This wild and wonderful Scottish Peer Gynt, adapted by Colin Teevan and directed by Dominic Hill, first seen two years ago, is a collaboration between Dundee Rep, the National Theatre of Scotland and bite at the Barbican, and further conformation that Ibsen’s wild poetic drama belongs most rightfully on the Celtic fringe.
Hill has since moved on to become artistic director of the Traverse in Edinburgh, but this tremendous production, full of energy and vivacity, is a great advert for both the Dundee Rep and the NTS, who enjoyed such success at the Barbican last year with Black Watch.

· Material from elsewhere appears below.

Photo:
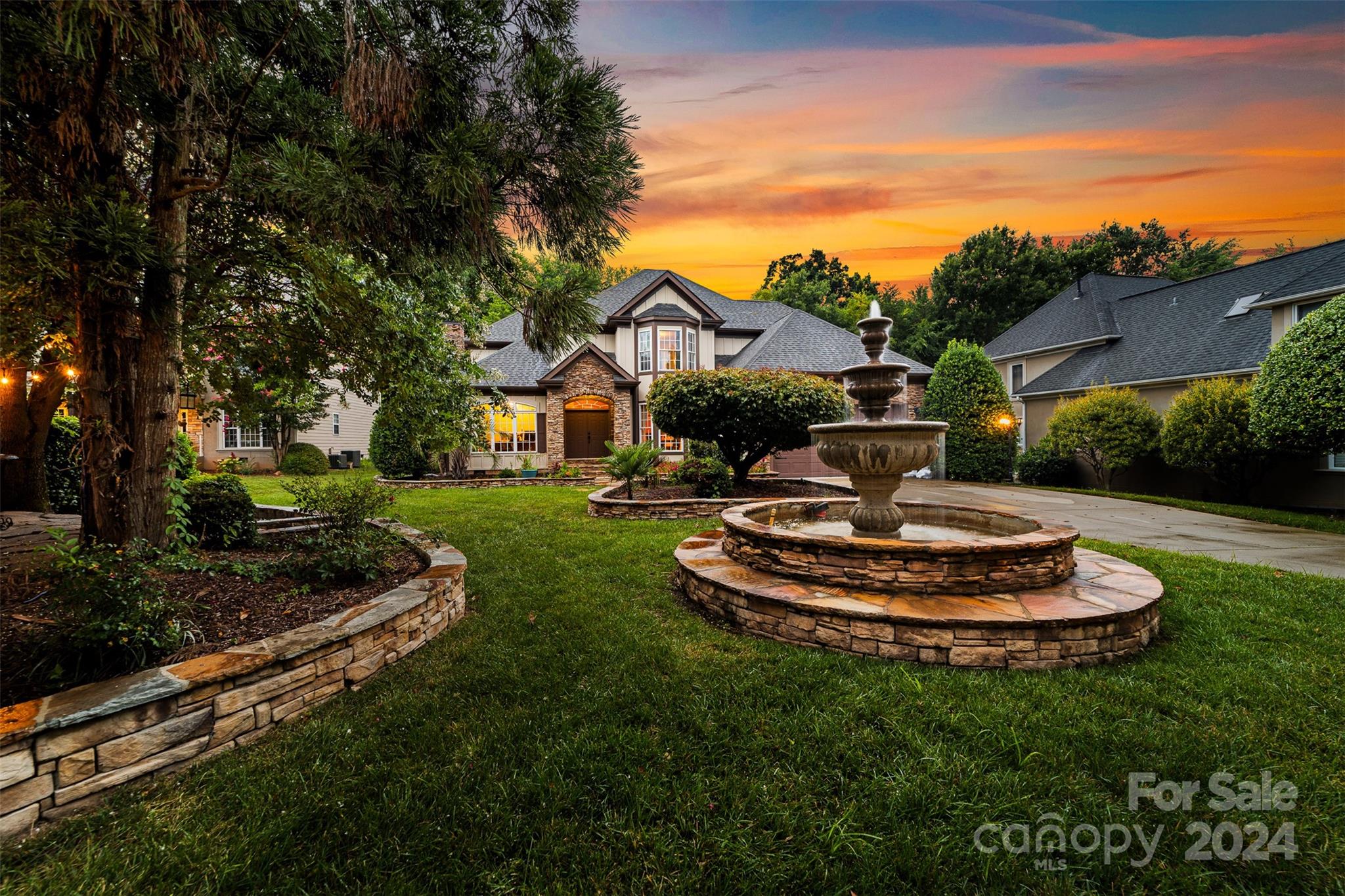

The wedding party where Peer, the peasant boy from the hills, seduces the bride begins in the foyer with the kind of cringe-inducing knees-up that usually signals desperation. But once inside the theatre, the melancholy of Peer’s mission for drunken fulfilment – his fantasy refrain is taken from the football terraces, complete with unprintable obscenity – is bound up in his crass claims of possessing the powers of flight and transformation.
Both the RSC and the Gate in Dublin have given us three Peers for the price of one. Here, the role is shared by Keith Fleming as a blazing bigmouth, trucking with the trolls and driving his devoted mother (Anne Louise Ross) to heaven’s gates; and Gerry Mulgrew, once a memorable Cyrano for his own Communicado company, as a bearded tycoon, recalling his great days in “Peeropolis” in a television interview, ending in a madhouse.
Ashley Smith is the loyal Solveig, Cliff Burnett the Button Man, stalking the action in a white suit with an accordion. The show, designed by Naomi Wilkinson and lit by Chris Davey, is deliberately grungy: the king of the trolls (Robert Paterson) - here called King Bastard – is a nightmare pub bully in a wheelchair, a satanic grotesque from Sauchiehall Street at the wrong end of a Saturday night.
Every other word is an expletive, but the idiom is shockingly true to real-life speech and does acquire its own poetic rhythm and potency, though both programme and printed text shamefully deny us any details on who exactly supplied the translation from which Teevan has made his “version”.
The stage is dominated by huge crane-like gantry and a relatively small cast work hard to fill the Barbican’s cavernous dimensions, but they succeed brilliantly, performing with considerable bravura over a long three-hour evening, and the musical direction of Paddy Cunneen is perfectly attuned to both the demotic of the actors and the scale of their epic journey.